Germany may be left with just a fraction of its more than 1,600 banks by 2030 as digitization, the rise of alternative financial services providers and growing competition from foreign players chip away at the country's three-pillar banking system, global management consultancy Oliver Wyman says in a new study.
The report projects that the number of credit institutions could stand at 150 to 300 over the next 10 to 15 years. The drastic decline will be driven mainly by changing competition, the segmentation of the financial services sector and disruptive forces such as technological innovation, Oliver Wyman said in its 2018 report on German banks.
To stay afloat in the changing environment, banks will need to have a clear market position and become more flexible and able to innovate, the experts advised.
3-pillar model a drag for German banks
The long-standing three-pillar model, which splits the German banking market into public, cooperative and private banks, has been criticized for preventing deeper consolidation, given that it bars cross-pillar mergers. Germany has by far the highest number of banks in Europe with 1,658 credit institutions, nearly 3x as many as second-ranked Austria, according to the latest ECB data.

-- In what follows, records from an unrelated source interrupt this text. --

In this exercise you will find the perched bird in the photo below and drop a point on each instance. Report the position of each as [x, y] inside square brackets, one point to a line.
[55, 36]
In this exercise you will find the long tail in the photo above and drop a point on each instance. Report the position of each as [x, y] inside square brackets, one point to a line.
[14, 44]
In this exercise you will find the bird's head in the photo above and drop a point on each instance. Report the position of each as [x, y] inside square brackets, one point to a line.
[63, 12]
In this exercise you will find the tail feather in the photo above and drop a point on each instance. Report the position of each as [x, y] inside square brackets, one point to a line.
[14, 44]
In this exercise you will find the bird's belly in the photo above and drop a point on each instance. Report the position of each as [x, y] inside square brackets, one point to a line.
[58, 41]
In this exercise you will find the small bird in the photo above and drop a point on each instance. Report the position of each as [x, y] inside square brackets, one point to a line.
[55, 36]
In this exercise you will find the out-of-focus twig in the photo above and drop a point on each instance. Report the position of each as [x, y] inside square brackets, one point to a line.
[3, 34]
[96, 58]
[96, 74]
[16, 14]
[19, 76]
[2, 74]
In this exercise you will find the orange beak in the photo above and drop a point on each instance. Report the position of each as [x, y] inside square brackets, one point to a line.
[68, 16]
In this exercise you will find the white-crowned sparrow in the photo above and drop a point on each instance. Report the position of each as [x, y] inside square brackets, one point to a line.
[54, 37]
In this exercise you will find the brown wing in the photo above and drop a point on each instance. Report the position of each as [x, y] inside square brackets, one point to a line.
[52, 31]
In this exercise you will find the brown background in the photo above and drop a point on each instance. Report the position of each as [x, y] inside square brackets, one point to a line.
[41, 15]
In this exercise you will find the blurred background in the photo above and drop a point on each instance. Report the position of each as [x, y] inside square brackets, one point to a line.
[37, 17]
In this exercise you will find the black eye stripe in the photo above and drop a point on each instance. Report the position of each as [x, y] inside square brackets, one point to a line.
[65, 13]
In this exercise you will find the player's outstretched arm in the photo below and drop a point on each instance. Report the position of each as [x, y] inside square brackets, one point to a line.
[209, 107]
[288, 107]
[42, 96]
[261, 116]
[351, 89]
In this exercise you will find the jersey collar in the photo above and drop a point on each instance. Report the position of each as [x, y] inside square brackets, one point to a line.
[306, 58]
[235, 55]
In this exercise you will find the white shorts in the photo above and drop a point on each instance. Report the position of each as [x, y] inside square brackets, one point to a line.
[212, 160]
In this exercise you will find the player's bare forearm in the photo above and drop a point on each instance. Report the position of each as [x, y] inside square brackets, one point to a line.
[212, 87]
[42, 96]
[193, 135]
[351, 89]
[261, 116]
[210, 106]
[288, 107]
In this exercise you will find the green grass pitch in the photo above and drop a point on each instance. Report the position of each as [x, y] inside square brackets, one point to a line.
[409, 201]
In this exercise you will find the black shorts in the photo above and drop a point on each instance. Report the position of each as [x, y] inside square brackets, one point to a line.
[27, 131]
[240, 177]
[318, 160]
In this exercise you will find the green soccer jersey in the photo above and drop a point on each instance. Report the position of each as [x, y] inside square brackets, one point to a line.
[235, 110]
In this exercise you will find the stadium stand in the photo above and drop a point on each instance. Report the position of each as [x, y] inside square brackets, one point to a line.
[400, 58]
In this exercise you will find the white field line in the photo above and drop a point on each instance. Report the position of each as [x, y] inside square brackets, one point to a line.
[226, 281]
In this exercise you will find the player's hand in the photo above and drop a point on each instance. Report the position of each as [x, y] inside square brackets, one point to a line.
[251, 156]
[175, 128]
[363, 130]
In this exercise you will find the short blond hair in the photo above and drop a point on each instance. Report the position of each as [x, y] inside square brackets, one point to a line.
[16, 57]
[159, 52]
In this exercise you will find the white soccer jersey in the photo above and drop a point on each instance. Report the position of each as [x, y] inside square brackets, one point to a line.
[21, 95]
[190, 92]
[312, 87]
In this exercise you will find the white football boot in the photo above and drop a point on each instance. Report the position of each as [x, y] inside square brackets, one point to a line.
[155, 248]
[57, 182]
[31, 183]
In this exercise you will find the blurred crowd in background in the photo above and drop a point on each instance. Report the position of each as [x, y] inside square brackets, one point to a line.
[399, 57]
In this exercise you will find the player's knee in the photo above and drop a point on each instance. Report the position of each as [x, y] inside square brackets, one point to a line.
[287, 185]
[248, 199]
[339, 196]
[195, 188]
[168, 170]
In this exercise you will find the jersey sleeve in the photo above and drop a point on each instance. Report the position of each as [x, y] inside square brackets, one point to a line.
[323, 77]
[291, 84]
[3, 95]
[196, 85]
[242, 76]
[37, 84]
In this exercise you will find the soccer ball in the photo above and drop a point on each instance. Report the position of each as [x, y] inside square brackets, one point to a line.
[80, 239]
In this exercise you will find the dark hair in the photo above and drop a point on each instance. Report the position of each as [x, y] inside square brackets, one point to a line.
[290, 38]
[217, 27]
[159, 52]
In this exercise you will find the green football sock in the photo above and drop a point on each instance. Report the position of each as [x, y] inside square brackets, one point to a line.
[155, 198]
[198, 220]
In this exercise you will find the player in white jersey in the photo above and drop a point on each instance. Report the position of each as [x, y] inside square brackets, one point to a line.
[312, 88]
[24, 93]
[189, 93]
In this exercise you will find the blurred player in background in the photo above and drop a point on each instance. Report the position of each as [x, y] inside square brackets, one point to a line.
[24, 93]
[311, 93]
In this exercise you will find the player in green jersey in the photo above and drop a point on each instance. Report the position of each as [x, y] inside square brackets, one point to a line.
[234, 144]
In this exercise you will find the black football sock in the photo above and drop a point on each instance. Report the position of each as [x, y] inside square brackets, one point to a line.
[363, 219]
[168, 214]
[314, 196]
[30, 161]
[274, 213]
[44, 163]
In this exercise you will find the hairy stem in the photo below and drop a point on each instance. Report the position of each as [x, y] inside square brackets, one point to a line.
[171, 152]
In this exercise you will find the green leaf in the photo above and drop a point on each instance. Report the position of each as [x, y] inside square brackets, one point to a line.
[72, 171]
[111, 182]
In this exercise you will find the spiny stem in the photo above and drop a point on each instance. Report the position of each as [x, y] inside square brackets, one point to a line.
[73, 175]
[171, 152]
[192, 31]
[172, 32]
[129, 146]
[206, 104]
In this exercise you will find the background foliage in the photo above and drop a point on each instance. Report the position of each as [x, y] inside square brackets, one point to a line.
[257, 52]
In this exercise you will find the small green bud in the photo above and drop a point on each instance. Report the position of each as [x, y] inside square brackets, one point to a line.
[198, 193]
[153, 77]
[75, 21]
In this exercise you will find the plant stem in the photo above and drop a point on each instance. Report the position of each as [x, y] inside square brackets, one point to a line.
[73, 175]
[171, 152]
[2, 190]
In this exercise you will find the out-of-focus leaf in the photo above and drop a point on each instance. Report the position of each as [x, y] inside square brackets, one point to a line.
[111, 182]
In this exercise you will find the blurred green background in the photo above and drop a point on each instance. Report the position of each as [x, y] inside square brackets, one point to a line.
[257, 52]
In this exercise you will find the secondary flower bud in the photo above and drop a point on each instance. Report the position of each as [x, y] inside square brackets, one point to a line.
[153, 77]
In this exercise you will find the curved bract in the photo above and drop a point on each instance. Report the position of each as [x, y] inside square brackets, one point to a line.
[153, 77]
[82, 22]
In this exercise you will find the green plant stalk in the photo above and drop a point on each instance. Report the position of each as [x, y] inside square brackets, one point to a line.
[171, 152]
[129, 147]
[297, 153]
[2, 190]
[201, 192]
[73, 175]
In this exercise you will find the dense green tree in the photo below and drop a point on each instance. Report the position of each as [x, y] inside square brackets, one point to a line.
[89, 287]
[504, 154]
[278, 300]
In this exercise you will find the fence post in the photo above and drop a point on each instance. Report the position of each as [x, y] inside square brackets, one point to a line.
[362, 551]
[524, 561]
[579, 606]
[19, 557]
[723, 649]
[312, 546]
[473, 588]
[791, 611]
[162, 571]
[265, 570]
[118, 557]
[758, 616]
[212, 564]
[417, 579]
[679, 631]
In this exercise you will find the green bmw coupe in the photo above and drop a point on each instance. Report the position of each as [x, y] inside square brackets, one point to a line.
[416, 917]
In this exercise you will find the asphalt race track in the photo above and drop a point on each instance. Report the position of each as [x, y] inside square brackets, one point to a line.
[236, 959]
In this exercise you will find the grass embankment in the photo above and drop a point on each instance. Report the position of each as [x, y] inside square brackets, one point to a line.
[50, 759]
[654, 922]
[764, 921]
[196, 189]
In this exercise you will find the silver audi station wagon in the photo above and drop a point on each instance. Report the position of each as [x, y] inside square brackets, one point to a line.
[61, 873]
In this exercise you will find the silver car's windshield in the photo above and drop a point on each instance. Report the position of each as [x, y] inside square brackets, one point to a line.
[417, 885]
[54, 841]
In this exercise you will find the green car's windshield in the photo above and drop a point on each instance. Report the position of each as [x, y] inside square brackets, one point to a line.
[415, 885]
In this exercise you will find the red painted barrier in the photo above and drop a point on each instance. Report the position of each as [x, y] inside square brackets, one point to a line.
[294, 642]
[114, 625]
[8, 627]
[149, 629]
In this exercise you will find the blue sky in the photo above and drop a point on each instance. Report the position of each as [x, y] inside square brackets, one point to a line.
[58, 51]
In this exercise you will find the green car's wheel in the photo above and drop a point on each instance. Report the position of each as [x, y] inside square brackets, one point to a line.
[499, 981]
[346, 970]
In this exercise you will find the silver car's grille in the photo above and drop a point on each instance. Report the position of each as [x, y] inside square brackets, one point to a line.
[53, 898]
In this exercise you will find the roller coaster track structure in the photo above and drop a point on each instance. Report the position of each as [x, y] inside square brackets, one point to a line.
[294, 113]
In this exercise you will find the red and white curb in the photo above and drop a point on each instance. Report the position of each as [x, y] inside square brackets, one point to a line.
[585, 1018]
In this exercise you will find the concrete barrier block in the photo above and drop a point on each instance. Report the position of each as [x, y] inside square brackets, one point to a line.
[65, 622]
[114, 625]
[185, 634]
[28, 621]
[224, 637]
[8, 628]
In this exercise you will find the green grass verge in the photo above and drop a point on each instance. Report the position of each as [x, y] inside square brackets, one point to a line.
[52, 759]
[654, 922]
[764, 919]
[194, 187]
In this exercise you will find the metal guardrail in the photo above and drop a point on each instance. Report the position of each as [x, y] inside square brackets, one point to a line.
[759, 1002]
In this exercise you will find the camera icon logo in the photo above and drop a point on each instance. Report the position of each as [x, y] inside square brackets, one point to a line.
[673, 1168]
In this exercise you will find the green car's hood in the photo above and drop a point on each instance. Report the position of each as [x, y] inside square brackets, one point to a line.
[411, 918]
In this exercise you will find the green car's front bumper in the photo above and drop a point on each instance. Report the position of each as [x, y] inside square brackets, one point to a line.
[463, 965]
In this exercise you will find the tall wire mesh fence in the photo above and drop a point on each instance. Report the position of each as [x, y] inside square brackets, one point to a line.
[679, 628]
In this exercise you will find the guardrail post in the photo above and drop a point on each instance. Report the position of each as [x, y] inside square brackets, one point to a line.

The model has also been a drag on profitability, mainly because of the different mandate in the public and cooperative bank pillars, Oliver Wyman said. The banks in those pillars are owned by, respectively, German state government and their own members, and their mandate is principally focused on achieving overall economic improvement in their own state and ensuring that all customers in the region have access to bank services.
The profitability of German banks has remained relatively stable between 2013 and 2016 despite growing regulatory pressure and low interest rates, but German banks lag far behind U.S. and other European peers, the report said. The average after-tax return on equity of German banks was 1% in 2016, compared to 9% at U.S. banks, 6.5% at French banks and 5% at Spanish banks, Oliver Wyman estimated.
Disruptive forces
The German banking market has been characterized by two contradictory trends in recent years, the report said: On one hand, consolidation has been ongoing within the pillars, but on the other the overall structure of the market has remained stable.
Around 40 German banks a year have closed in recent years, but roughly 95% of these have been small institutions within the cooperative and public pillars that either merged with lenders in their area or became part of a larger banking cooperative.
This intra-pillar consolidation is not enough to strengthen the German banking system as new entrants, such as fintech companies and foreign banks, begin to provide the services and products offered by the other three pillars while competing with each of them, the study said. This "fourth pillar" challenges the traditional banking model in Germany and changes the expectations of customers.
The growing segmentation of the financial sector also disrupts banks' long-held position of dominance, under which they were the unchallenged universal providers of products and services, the owners of the venue where the products are distributed and the operator of all platforms in the value chain.
Innovation, regulatory changes and shifting socioeconomic trends will add to the disruption and evolution in the system, meaning that many banks will not survive over the next 10 to 15 years, the report concluded.